A research group led by Specially Appointed Assistant Professor Akihiko Adachi of the Graduate School of Medicine at Chiba University and Dr. Yuri Kawashima of the Graduate School of Arts and Sciences at the University of Tokyo (currently Specially Appointed Assistant Professor of the Research Institute for Radiation Biology and Medicine at Hiroshima University) recorded a video of a phenomenon called Pseudoleukocoria (false white pupil), in which even the pupil of a healthy child appears white, and explains its mechanism and shows the phenomenon to the public for the first time in the world.
The research group demonstrated that when light enters the pupil at a specific angle at the time of imaging, 'pseudoleukocoria' appears as the reflection from the optic disc. When a white pupil (leukocoria) is observed in a child, parents should take the child to a doctor promptly (as it could present as a sign of a serious medical conditions) but without feeling excessive concern (since it may be a false positive phenomenon, as depicted in this report). The findings were published in the medical journal Pediatrics International.

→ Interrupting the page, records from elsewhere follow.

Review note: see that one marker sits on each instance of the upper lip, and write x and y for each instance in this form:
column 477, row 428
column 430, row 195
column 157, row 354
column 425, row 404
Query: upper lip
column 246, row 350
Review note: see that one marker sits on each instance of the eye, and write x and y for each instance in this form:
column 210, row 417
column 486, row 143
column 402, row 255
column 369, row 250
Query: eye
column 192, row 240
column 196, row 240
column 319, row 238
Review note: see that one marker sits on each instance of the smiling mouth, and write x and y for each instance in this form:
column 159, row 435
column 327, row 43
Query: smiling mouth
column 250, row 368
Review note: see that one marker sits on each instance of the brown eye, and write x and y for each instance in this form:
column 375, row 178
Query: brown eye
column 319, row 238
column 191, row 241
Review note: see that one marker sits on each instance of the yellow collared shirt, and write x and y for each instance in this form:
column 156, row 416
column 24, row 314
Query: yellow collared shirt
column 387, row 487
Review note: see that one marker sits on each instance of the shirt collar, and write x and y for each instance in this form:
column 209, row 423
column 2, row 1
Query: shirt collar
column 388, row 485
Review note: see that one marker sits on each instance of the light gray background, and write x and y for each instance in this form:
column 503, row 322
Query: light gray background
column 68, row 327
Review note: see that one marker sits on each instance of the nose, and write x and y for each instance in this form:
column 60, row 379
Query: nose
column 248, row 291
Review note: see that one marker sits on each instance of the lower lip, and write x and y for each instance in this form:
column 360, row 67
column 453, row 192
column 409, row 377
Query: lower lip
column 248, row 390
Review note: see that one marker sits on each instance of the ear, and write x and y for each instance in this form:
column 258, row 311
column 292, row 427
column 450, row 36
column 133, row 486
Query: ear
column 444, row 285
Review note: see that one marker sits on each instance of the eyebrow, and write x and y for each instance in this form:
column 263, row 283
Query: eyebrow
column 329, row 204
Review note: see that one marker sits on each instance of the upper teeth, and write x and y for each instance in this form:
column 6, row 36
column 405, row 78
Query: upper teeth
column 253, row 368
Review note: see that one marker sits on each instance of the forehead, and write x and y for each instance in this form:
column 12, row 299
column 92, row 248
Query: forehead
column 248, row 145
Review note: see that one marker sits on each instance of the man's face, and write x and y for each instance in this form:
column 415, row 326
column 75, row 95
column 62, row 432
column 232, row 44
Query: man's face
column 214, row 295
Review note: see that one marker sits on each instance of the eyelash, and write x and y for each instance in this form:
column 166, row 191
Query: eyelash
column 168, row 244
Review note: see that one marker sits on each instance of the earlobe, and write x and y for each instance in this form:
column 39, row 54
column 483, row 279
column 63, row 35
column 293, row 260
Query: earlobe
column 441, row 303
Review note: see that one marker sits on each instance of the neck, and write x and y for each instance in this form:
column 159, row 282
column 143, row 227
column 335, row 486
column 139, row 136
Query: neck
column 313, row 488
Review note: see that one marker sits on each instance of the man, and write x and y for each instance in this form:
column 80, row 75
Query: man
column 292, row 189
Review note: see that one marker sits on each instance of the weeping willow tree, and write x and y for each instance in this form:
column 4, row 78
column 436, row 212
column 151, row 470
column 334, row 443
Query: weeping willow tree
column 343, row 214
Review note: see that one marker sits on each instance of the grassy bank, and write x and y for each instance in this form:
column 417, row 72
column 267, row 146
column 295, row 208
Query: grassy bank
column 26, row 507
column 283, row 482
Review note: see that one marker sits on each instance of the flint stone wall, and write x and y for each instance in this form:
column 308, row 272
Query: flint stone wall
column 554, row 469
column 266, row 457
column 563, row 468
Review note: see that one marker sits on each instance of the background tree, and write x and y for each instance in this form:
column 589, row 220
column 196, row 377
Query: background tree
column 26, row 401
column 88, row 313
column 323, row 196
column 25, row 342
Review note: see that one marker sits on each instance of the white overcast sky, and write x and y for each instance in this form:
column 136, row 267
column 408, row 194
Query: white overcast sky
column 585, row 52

Leukocoria' is the symptom of a whitish (yellow or beige) reflection of light from an ophthalmic lesion or fundus structure through the pupil when flash photographs or videos are taken and is a sign of potentially serious conditions including a congenital cataract, retinoblastoma, retinal detachment, persistent hyperplastic primary vitreous, and Coats' disease. In particular, as retinoblastomas are characterized by rapid growth, children showing leukocoria in photographs should visit a specialized medical institution within one week.
Due to the widespread use of smartphones, 'leukocoria' may be noticed more and more by families in digital images. However, white pupils may also be observed in images of healthy children. This phenomenon is called pseudoleukocoria. However, previous medical books and articles illustrate 'pseudoleukocoria' using still images, which limits their interpretability.
In the current study, the research group described 'pseudoleukocoria' using a video to publicize and promote an increased understanding of the difference between a healthy 'pseudoleukocoria' and a dangerous 'leukocoria.' A video can be downloaded from the journal website (https://doi.org/10.1111/ped.15600).
The video capturing 'pseudoleukocoria' consists of 15 frames, with each frame lasting approximately 33ms. 'Leukocoria' caused by retinoblastoma appears as a white reflection from the growing tumor, whereas 'pseudoleukocoria' appears as a white reflection from the optic disc seen in images taken from 15° outward. As 'pseudoleukocoria' is characterized by the reflection of light from the optic disc corresponding to the blind spot, which is a small area, the color of the eye in the video returns to the normal black when the angle of light entering the eye and/or the angle of view is changed slightly.
Adachi commented, "Dr. Kawashima is a basic researcher of DNA recombination, and I am a neurosurgeon. We published this article on pediatric ophthalmology by pure happenstance. I would like to continue publishing reports on basic and clinical research according to our findings, even those beyond our area of specialty."